There is a lot of disagreement in the area of code duplication. The common acronyms are DRY – Don't Repeat Yourself – that suggests you should avoid duplications, and WET – Write Everything Twice – which suggests you shouldn't worry about an abstraction until you actually use logic multiple times.

Sometimes a little duplication is appropriate. If you test for a condition in just two places, is it worth creating a file to hold the one condition and import it in two places? Is the condition complex enough that we need to extract it to simplify the developer context? Will it be used many times as development continues?

When we are talking about maintaining constants and the "low level" functions that consume them, I prefer to centralize that logic and avoid duplications and allow us to update conditions in one place so they change for everyone at once.

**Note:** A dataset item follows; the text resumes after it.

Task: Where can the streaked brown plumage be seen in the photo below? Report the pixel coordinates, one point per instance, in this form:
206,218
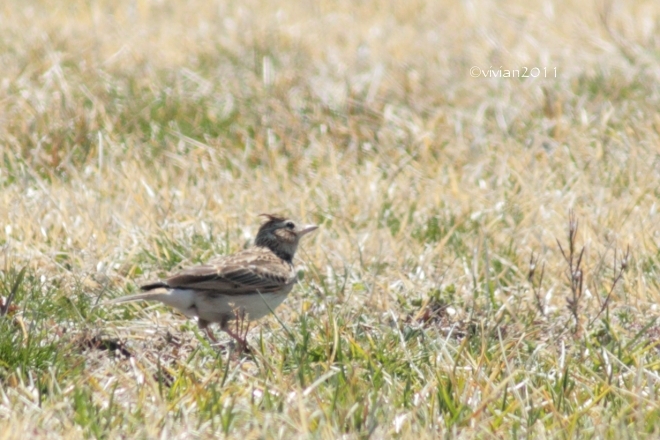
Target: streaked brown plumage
248,284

We can assemble these smaller pieces multiple ways. We don't need every possible combination to be centralized, though. Let's say we create the condition needsDateValidation, and right now it has the same conditions as isEditable. We might be tempted to just reuse it.

/* ** formInputs.js ** */
if (isEditable(mode) && dateChanged) {
  callDateValidation(dateValue);
}

Using isEditable directly like this adds a tiny bit of developer context: we need to understand that editable forms are the only ones that use validation...right now. If that changes in the future, we have to remember that we used isEditable as a stand if for "needs validation".

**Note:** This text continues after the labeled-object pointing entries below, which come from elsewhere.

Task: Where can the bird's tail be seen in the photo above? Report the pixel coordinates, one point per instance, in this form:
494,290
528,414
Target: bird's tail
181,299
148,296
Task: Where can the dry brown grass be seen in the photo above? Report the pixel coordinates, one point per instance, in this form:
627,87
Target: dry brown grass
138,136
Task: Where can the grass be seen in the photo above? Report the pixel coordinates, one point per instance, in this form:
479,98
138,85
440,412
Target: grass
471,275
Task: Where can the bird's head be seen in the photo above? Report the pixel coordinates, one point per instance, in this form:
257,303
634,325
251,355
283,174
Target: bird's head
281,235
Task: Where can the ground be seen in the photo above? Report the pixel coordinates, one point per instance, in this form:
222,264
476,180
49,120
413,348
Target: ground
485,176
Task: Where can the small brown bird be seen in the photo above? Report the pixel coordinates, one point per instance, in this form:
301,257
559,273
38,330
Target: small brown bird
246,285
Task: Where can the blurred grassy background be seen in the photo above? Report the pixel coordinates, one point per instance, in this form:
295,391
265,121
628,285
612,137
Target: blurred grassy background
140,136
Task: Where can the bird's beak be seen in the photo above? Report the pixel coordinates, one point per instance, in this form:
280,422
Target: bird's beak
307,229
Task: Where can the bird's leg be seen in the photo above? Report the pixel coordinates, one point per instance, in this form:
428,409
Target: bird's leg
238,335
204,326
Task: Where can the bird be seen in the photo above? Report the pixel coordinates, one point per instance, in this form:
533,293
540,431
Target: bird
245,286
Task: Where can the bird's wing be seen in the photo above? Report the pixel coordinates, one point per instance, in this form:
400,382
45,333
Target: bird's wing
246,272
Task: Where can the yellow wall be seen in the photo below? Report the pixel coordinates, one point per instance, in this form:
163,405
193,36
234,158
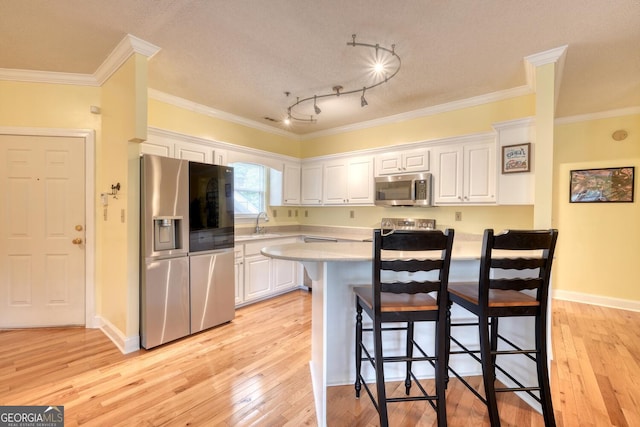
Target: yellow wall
599,244
170,117
474,218
124,120
452,123
48,105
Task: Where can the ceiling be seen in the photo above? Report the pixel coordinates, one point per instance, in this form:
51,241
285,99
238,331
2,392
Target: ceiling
241,57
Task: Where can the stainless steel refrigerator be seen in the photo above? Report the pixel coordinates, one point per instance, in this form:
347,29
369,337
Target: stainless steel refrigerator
187,281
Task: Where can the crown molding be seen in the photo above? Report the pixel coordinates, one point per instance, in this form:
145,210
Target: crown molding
33,76
598,116
127,47
428,111
218,114
556,55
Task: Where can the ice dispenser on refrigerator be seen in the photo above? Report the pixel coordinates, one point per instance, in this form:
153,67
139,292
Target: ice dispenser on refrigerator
166,232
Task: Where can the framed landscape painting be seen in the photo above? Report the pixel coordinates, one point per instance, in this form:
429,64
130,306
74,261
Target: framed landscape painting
602,185
516,158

We could duplicate the logic in isEditable, but we know that right now it's the same, so we can reexport it with a new name that matches the intention of our code, and simplifies the developer context.

/* ** utility.js ** */
// Until we need something different, re-export isEditable.
export const needsDateValidation = isEditable;

/* ** formInputs.js ** */
import { needsDateValidation } from './utility.js';

if (needsDateValidation(mode) && dateChanged) {
  callDateValidation(dateValue);
}

If needsDateValidation changes in the future, we can manage that change inside utility.js and not have to check all the places that call isEditable to see if we were really checking for editable, or if we were using it for date validation.

Centralized Improvements

Now that we have our conditions in one place, we can solve certain types of bugs for all our consuming code at once.

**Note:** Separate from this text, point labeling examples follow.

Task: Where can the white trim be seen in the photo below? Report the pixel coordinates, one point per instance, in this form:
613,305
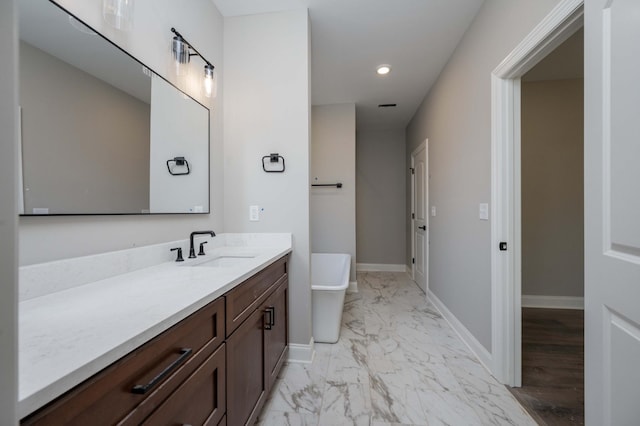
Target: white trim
552,302
20,166
423,145
465,335
555,28
301,354
380,267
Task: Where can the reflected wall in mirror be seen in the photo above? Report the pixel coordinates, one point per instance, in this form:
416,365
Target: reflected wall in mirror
98,127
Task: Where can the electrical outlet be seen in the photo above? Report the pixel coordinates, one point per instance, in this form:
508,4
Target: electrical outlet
254,213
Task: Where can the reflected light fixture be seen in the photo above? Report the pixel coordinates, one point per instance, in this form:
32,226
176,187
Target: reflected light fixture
182,52
383,69
118,14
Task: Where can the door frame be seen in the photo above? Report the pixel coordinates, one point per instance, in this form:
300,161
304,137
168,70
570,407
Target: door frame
506,266
424,144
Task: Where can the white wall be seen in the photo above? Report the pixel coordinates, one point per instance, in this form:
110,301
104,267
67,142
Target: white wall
552,147
8,216
179,128
381,197
456,117
267,110
50,238
333,159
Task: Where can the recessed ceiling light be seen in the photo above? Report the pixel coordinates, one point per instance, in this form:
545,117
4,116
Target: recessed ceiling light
383,69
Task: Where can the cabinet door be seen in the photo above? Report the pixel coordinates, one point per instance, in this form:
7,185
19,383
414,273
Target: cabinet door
246,386
276,332
200,400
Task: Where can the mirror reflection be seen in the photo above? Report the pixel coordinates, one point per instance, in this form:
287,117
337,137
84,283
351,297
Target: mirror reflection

In our constants file, 'Insert' and 'MODIFY' are different capitalizations. This may have been an accident, but once inconsistencies make it into the code, they can be difficult to remove. If we cannot resolve the inconsistency, we can still guard against defects by adjusting our utility functions and knowing that all the consumers benefit from the changes.

// Support any capitalization
export const isInsert = (mode) => `${mode}`.toUpperCase() === MODE.INSERT.toUpperCase();

// Validate
isInsert('Insert'); // true
isInsert('INSERT'); // true
isInsert('insert'); // true
isInsert('Modify'); // false

Cascading Benefits

Because we built up layers of conditions, our change to isInsert automatically solves the same problem for isEditable and needsDateValidation. This process of creating "building blocks" of code and composing them into larger and more complex pieces is one of the foundations of a Function Programming style.

Long-Term Support

You'll notice when we updated isInsert we didn't change the constant 'Insert' even though we guaranteed all capitals from the variable. We left this alone so the original, intentional value is still available if we need to set a value, but we still guard against some file or service using a different capitalization.

Once we support different capitalizations across the application, we have created conditions to reconcile our constants. We can normalize our constants for clarity and maintainability, knowing that old or external values will still be handled correctly by our function.

Conclusion

Developer context is an important consideration for all coding, and
isolating "magic" numbers and constants makes code easier to understand. Taking the next step to break down a problem into smaller, well-named pieces creates a foundation you can build on. Converting imperative conditions into declarative functions can improve clarity, reusability, and often testability. Finally, it puts you in a good place to explore functional programming more deeply, if you choose.